Антонио ерзает, раздумывая, и отвечает:
– Слона.
Так оно и есть. С того времени, как прибыло посольство портингальцев, ему приходится балансировать на слоновьей спине. Но с сегодняшнего утра, после выступления Папы, после его хорошо разыгранного учтивого удивления: «Как? Неужели никто из вас не читал Плиния?» – он, оказывается, зависит уже совсем от другого зверя. «Он затачивает свой рог о скалу, чтобы лучше пронзать им брюхо слоновье, он свиреп и неукротим, но в присутствии девственниц становится ручным…» Цитируя это описание, Папа прямо бурлил от восторга. Но существует ли такой зверь?
– Ему нужен напарник для Ганнона, – говорит Вич. – Теперь его милости зависят от этого.
– От напарника? – удивляется секретарь.
– Ему хочется посмотреть, как они будут сражаться, – пожимает печами Вич, так, словно давно уже перестал удивляться папским прихотям.
Снизу, из tinello [15]15
Людской (ит.).
[Закрыть], раздаются странные звуки – звон горшков, грохот отодвигаемой от стен мебели, окрики его помощников, ответные вопли слуг. Затем посол и его секретарь слышат, как стукнула где-то внизу дверь, и напрягаются: по ступеням кто-то тяжело и медленно поднимается. Затем распахивается дверь комнаты, и на пороге возникает некто, закутанный в плащ, в низко надвинутой шляпе, с лицом, прикрытым огромным шарфом. Посетитель отдувается. И нещадно потеет. Сначала сброшен плащ, потом шляпа, наконец вновь прибывший разматывает шарф и глазам присутствующих предстает раскрасневшаяся от жары физиономия, которая приветственно ухмыляется, в то время как все остальное тело странно приседает и дергается, словно уклоняясь от плохо нацеленных бросков камнями, – это, по-видимому, долженствует изображать поклоны. Антонио взирал на извивающееся и дергающееся существо с плохо скрываемым презрением.

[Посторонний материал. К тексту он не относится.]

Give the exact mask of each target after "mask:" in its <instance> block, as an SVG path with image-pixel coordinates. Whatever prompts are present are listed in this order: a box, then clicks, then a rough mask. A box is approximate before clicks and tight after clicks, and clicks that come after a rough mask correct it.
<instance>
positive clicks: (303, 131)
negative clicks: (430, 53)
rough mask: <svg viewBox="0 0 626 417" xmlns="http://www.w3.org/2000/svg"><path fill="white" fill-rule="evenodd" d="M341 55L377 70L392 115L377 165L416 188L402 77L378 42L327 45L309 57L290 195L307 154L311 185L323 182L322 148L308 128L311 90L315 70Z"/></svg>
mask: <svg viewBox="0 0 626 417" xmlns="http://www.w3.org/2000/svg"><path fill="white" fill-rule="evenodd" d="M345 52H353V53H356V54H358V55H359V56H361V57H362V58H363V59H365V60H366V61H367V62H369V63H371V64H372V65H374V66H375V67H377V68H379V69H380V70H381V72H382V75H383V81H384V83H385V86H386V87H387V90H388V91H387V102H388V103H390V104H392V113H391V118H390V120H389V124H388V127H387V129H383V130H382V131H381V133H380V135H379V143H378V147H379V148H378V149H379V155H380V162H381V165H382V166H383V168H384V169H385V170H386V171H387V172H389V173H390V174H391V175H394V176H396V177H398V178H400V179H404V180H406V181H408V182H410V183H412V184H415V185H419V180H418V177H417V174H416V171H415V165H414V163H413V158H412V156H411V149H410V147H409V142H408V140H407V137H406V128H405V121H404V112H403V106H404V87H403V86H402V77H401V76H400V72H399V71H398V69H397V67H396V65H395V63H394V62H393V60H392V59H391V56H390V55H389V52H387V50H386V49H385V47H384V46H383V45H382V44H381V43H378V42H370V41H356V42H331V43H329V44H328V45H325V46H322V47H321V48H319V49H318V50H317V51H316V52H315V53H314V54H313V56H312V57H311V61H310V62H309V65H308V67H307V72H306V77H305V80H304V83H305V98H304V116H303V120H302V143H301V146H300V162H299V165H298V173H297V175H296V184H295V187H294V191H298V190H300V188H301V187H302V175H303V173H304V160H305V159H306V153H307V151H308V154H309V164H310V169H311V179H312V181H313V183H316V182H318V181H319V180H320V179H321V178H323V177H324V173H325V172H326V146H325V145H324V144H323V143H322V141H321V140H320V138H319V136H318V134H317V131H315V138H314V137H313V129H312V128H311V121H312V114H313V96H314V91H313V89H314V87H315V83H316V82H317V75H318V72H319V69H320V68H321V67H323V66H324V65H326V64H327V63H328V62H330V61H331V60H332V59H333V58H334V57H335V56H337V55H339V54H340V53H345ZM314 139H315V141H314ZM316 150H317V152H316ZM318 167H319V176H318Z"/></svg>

– Присядьте, Вентуро, – приглашает дон Херонимо.
Человек садится – сначала прямо, потом наклоняется вперед, затем снова откидывается назад, и все это время вертится, чешется, подскакивает, словно стул, на котором он сидит, весь утыкан гвоздями. По лбу у него сбегают беспорядочные струйки пота, затекая в глаза, из-за чего он все время моргает. Он вытаскивает платок, быстро промакивает лоб. Шляпа превратила его волосы в воронье гнездо. Антонио и дон Херонимо терпеливо ждут: расспрашивать Вентуро смысла не имеет – рот у него и так никогда не закрывается.
– Проклятая жара. И духотища. Да, интересные дела, очень интересные. – Посетитель снова вытирает лоб. – Это по поводу прошения. И по поводу буллы, которую скоро издадут. Да, буллы. Названия у нее пока еще нет, имейте это в виду, нет названия, но прошение я видел, черновик. В палате видел, оно уже там, с ним начали работать, говорят. У меня там есть знакомые, так что я посмотрел, хорошенько посмотрел, вот так-то. – И посетитель в подтверждение своих слов яростно трясет головой. – И они не собираются расширять ваши владения, вовсе нет. – Он опять мотает головой. – Насмерть стоять будут, вот что. И – ни – ногой.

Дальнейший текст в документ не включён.